Racisme et ségrégation raciale
Martin Julius Crow Jr est le narrateur du roman. Né en 1929, il raconte son quotidien en tant que Noir américain, la dureté de son père qui veut absolument lui faire comprendre que sa vie sera tout le temps difficile et que son corps-même ne lui appartient pas. Un père qui a aussi vécu un épisode très violent lorsqu'il était enfant.
L'esclavage a été aboli en décembre 1865 mais dans les années 1930, la ségrégation raciale est partout. Les Noirs sont traités comme de simples objets et n'ont aucun droit. La violence est omniprésente.
Christophe Léon a-t-il choisi le nom de Crow pour son narrateur, en référence aux lois Jim Crow qui ont imposé la ségrégation raciale dès 1877 ? On peut le supposer.
Martin est alors le coupable tout désigné lorsque deux fillettes blanches sont retrouvées assassinées dans un bois qu'il a l'habitude de fréquenter avec ses amis.
Un roman sur l'injustice Missié rend compte du contexte des États-Unis à cette époque. Mais il va bien plus loin. Le roman soulève des questions, oblige le lecteur à voir la réalité en face, une réalité qui n'est faite que d'injustices pour toute une partie de la population américaine.
Martin raconte son histoire, de manière posthume, après qu'il ait été exécuté en 1944. Il avait seulement 13 ans et a été reconnu coupable de l'assassinat des deux fillettes blanches.

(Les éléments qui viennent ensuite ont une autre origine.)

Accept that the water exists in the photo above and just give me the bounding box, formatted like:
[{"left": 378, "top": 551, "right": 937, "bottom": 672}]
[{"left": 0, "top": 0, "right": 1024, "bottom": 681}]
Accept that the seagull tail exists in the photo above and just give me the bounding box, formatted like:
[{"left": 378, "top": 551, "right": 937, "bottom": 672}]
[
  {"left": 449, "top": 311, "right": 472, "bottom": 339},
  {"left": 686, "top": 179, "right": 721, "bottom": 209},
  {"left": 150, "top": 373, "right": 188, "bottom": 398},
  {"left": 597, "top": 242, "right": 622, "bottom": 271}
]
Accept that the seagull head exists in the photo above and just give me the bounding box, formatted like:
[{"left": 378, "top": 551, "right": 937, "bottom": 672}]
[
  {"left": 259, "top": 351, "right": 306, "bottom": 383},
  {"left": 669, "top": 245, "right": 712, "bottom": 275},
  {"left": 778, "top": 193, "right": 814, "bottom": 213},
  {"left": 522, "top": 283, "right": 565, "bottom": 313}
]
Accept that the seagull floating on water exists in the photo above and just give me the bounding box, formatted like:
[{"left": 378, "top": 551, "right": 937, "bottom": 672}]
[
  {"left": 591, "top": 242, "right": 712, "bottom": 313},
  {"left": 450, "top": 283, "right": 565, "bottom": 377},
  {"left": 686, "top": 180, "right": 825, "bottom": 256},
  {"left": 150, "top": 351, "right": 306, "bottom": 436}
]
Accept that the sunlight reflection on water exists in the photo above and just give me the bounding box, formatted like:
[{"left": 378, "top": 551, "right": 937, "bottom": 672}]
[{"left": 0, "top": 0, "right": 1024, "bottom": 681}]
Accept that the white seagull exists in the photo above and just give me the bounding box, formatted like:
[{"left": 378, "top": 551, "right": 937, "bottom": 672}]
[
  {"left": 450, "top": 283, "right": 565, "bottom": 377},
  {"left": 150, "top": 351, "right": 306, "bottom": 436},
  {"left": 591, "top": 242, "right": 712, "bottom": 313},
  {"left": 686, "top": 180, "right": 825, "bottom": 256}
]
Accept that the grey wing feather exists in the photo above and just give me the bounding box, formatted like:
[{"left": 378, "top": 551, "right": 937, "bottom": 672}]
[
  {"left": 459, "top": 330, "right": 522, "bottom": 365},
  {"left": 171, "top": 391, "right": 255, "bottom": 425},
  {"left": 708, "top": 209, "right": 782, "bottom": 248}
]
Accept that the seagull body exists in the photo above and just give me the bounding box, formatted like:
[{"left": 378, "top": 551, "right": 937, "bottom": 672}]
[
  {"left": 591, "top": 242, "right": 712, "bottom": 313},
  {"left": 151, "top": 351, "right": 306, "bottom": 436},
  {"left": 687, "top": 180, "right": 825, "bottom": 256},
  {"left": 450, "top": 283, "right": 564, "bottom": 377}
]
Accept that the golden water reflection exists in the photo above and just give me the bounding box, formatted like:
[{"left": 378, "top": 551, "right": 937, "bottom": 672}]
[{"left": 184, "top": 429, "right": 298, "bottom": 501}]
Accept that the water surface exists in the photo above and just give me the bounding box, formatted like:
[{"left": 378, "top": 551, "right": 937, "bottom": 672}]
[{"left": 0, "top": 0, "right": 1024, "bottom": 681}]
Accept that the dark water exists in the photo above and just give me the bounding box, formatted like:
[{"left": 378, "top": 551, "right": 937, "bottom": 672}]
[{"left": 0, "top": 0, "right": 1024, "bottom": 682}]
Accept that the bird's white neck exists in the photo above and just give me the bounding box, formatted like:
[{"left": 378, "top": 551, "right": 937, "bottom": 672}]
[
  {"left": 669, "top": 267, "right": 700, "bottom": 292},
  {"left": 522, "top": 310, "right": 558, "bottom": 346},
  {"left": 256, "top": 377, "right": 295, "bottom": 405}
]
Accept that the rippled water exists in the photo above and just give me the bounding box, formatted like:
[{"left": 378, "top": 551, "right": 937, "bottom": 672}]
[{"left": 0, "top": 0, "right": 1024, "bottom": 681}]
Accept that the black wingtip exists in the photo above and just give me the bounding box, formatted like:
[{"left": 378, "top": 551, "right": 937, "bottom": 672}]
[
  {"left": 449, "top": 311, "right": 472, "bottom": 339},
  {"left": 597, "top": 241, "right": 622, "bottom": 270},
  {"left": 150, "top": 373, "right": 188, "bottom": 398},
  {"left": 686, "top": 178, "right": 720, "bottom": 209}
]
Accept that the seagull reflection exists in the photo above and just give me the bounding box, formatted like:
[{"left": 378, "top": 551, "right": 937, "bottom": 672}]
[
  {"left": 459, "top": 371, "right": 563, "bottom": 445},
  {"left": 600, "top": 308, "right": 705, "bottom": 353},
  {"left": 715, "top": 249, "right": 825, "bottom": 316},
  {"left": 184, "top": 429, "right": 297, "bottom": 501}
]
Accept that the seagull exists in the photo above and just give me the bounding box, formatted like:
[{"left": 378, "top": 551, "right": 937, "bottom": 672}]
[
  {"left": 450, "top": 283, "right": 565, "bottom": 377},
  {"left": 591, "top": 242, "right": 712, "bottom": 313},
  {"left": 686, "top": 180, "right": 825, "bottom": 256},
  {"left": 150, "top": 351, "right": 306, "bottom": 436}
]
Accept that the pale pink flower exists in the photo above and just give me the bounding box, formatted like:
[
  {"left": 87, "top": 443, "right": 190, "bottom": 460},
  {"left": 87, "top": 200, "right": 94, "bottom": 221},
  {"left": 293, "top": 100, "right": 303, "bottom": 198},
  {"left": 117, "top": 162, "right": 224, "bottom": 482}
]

Il raconte cette histoire, probablement à un Blanc "Missié" (qui signifie "Monsieur")
Pour qu'on ne l'oublie pas, il dit l'indicible. Le lecteur n'a pas d'autre alternative que de prendre la réalité en pleine face. Par ses illustrations en noir et blanc, Barroux appuie lui aussi sur le terrible réalisme de cette histoire, et ce, dès la première de couverture.
Un texte fort à découvrir à partir de la fin de collège.